Beach Layia (Layia carnosa)

The sunflower family (Asteraceae, also known as Compositae) is the largest family of dicots, consisting of some 1,300 genera and 21,000 species worldwide. It is also the largest plant family in California. The Jepson Manual lists 710 native species and 155 naturalized species in 205 genera found in the state. Of the 39 taxa listed in our chapter’s publication Rare and Endangered Plants of San Francisco’s Wild and Scenic Places (revised January 2000), ten (26%) are members of the Asteraceae. Of the 1,742 taxa listed in the CNPS Inventory of Rare and Endangered Vascular Plants of California, 222 (12.7%) belong to the Asteraceae.

The genus Layia is a member of the Heliantheae tribe (subtribe Madiinae). The subtribe includes such common Bay Area genera as Achyrachaena (blow-wives), and Lagophylla, Madia, Hemizonia, Holocarpha, and Blepharizonia (all tarplants and tarweeds). Layias are low annuals with white to yellow ray flowers and yellow disk flowers. Perhaps the most familiar member of the genus is tidy tips (Layia platyglossa), a prominent player in some of California’s most impressive wildflower fields.

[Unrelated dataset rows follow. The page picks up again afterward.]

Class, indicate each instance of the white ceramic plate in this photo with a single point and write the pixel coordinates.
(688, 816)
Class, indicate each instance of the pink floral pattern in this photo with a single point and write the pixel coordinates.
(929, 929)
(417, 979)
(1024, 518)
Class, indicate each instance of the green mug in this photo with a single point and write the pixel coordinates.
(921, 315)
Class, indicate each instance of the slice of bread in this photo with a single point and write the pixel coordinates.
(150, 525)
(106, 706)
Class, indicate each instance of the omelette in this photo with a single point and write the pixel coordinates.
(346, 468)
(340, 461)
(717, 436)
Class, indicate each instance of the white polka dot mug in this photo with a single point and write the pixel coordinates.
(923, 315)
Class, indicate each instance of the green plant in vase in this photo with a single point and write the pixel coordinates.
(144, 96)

Beach LayiaBeach layia is a prostrate herb inhabiting coastal strand and coastal dune habitats from sea level to 60 feet in elevation. It has been recorded from as far south as Point Conception and as far north as Humboldt County. Although plenty of suitable habitat is available in southern Oregon, to my knowledge the species has not been recorded there. Specifically, it is extant in Humboldt County (Humboldt Bay dunes), Santa Barbara County (Vandenburg Air Force Base), Monterey County (Del Monte Forest) and Marin County (Point Reyes Peninsula). Beach layia is protected in part at two locations owned and managed by the Bureau of Land Management; these include the Manila Dunes Area of Critical Environmental Concern (ACEC) and the Mattole Beach ACEC.

Although the California Native Plant Society’s Inventory of Rare and Endangered Vascular Plants of California indicates that beach layia is presumed extirpated from San Francisco County, the species was not recorded in Howell, Raven, and Rubtzoff’s 1958 A Flora of San Francisco, California. However, abundant suitable habitat was present in the Sunset District prior to development, so that the species occurrence there is easy to imagine, and its presence in San Francisco is specifically referred to by John Hunter Thomas in his 1961 Flora of the Santa Cruz Mountains of California.

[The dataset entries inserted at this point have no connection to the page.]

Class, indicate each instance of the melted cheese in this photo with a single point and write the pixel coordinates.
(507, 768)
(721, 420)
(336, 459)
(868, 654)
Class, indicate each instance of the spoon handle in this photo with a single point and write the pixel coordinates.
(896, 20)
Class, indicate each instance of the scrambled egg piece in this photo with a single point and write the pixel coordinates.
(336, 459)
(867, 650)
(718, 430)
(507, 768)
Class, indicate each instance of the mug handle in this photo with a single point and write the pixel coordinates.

Beach layia is glandular but unscented, prostrate to erect, from one to seven inches high. It produces four to ten white ray flowers (ligules) and five to 45 yellow disk flowers from March to July. It is distinguished from other layias by the presence of plumose non-woolly pappus, glandular herbage, and purple anthers.

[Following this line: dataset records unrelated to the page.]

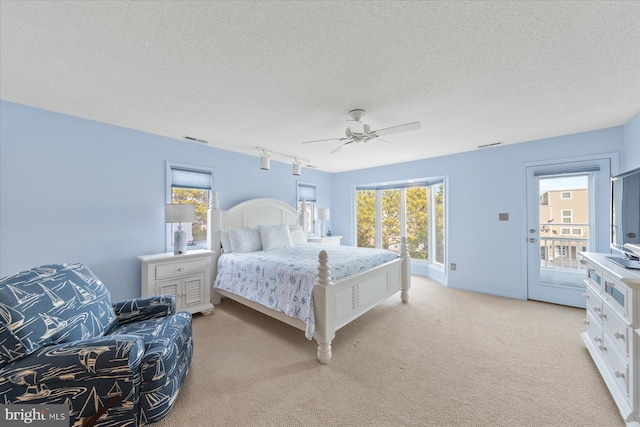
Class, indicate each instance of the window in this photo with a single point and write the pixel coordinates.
(188, 184)
(307, 192)
(385, 213)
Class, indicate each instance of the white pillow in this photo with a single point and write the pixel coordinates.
(226, 241)
(275, 236)
(297, 235)
(244, 239)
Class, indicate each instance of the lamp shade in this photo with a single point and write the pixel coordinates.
(323, 213)
(179, 213)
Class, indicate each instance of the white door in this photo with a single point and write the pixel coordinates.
(564, 202)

Like so many other inhabitants of coastal strand and dune communities, beach layia has suffered mightily at the hands of humans. This already dynamic habitat has been seriously degraded by off-highway vehicle use, hikers, and, more recently, invasive exotic plants. Lands that were once shunned as wastelands due to the ever-shifting sands have become increasingly valuable for their proximity to the ocean, fresh air, and views. Some of San Francisco’s other dune inhabitants that have been eliminated or threatened with extirpation include San Francisco lessingia (Lessingia germanorum), San Francisco Bay spineflower (Chorizanthe cuspidata var. cuspidata), compact cobweb thistle (Cirsium occidentale var. compactum), round-headed Chinese houses (Collinsia corymbosa), San Francisco wallflower (Erysimum franciscanum), dune gilia (Gilia capitata ssp. chamissonis), many-stemmed gilia (G. millefoliata), wedge-leaved horkelia (Horkelia cuneata ssp. sericea), large-flowered linanthus (Linanthus grandiflorus), curly-leaved monardella (Monardella undulata), and San Francisco campion (Silene verecunda ssp. verecunda), among others.

Beach layia was listed as endangered by the State of California in January 1990. The federal government listed it as endangered in June 1992. It is also on the CNPS’ List 1B 3-3-3, the highest level on endangerment short of extinction (highly restricted occurrence, endangered throughout its range, and endemic to California). As such, any impacts to the species must be considered as significantly adverse pursuant to the California Environmental Quality Act, and appropriate mitigation measures must be developed to reduce impacts to a level that is less than significant. Typically, mitigation measures are developed in consultation with the U.S. Fish and Wildlife Service and the California Department of Fish and Game.